In this regard, the "hypothetical" idea that a judge might find such withholdings unconstitutional was actually not entirely hypothetical.  In 2011 Governor Christie attempted to address a shortfall in funding for pensions and healthcare coverage of public employees by increasing the withholdings in public employee pay checks.  A Superior Court judge (the appelate level of the New Jersey court system) in Hudson County filed suit in Superior Court in Mercer County (where Trenton, the state capital, is, and thus where the law was passed), claiming that because the New Jersey Constitution forbids changing judicial salaries during the tenure of the judges receiving them, such withholdings amounted to an unconstitutional reduction in his salary.  The Mercer County Superior Court judge agreed.  It was appealed to the Supreme Court of the State of New Jersey, which also agreed.

The debate in part is whether withholding a larger portion of judicial salaries to cover an increased cost of benefits really is a reduction in salary.  After all, from the State's perspective, the salary of each judge includes not only the net pay but also withholdings for federal taxes and insurance, and for state taxes, and the withholdings and employer contributions for benefits including state unemployment and disability insurance but also healthcare and pension plans.  Some of those withholdings could be increased outside the control of the State government (e.g., Federal Income Tax withholdings), and some would be altered by the state government non-specifically (e.g., an increase in state disability insurance premiums on everyone).  If, then, the cost of healthcare coverage rises, from the State's perspective it means an increase in the payments to each employee; if so, then having the employees cover the increase through withholdings amounts to keeping them at the same salary level, although decreasing their net pay.

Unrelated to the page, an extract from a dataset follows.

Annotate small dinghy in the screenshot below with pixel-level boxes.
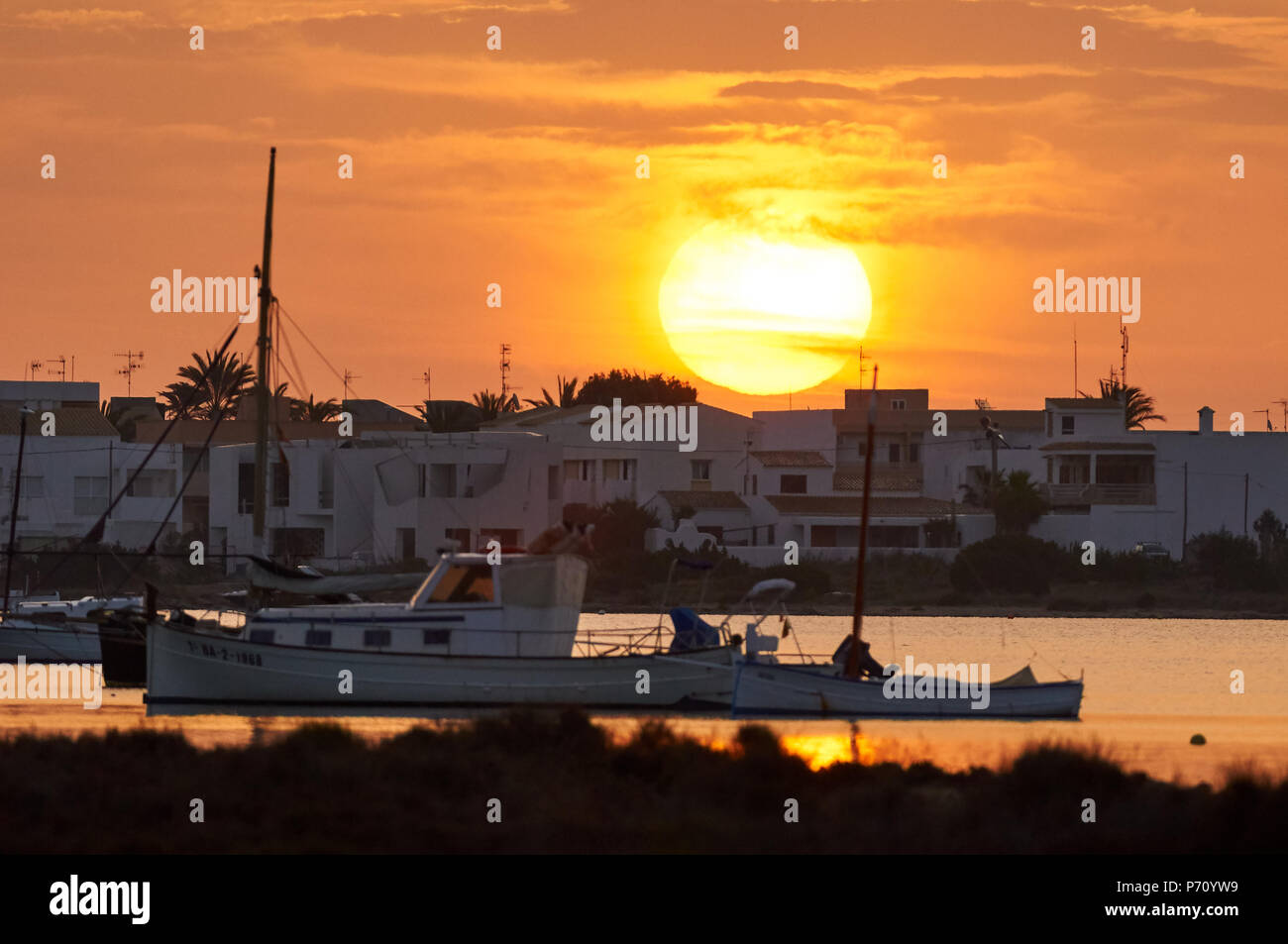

From the employee's perspective, though, an increase in mandatory contribution to benefits packages is a de facto reduction in pay.  If the benefit from health insurance is valued in terms of amount of medical care (rather than cost of such care) then the salary can be defined as this much cash in the paycheck plus this much in medical services, and a reduction in either is a cut in salary.  Logically, then, the state would be obligated to pay from other sources for the rising costs of benefits to maintain the same level of coverage.  From the perspective of the employee judges, this would be no change in their salaries; from the perspective of the State it would be an increase.

Two other factors are significant.  The first is that when the New Jersey Constitution was written there were no employee benefits and no withholdings; thus the question is whether benefits are part of "salary" as intended by the Constitution, and if so whether it is the cost of benefits or the value of benefits that matters.  The other factor is the issue of whether the value of benefits can be kept the same.  As medicine advances, new procedures are introduced and covered as old procedures become less common, and costs change, usually rising.  Yet covering the new procedures at greater cost amounts to an increase in value, and thus an increase in the total salary package received.  We don't expect that judges will get an automatic increase in cash pay whenever the price of bread rises; yet their medical coverage rises to meet the increased costs of care.  It makes sense that the value of their salary package would then be decreased in some area to maintain the same level of compensation.  This at least makes that possible.

The Supreme Court (of New Jersey) sided with the judges.  The voters have now sided with the State, giving the legislature the power to adjust the withholdings from judicial salaries to cover the increased costs of benefits.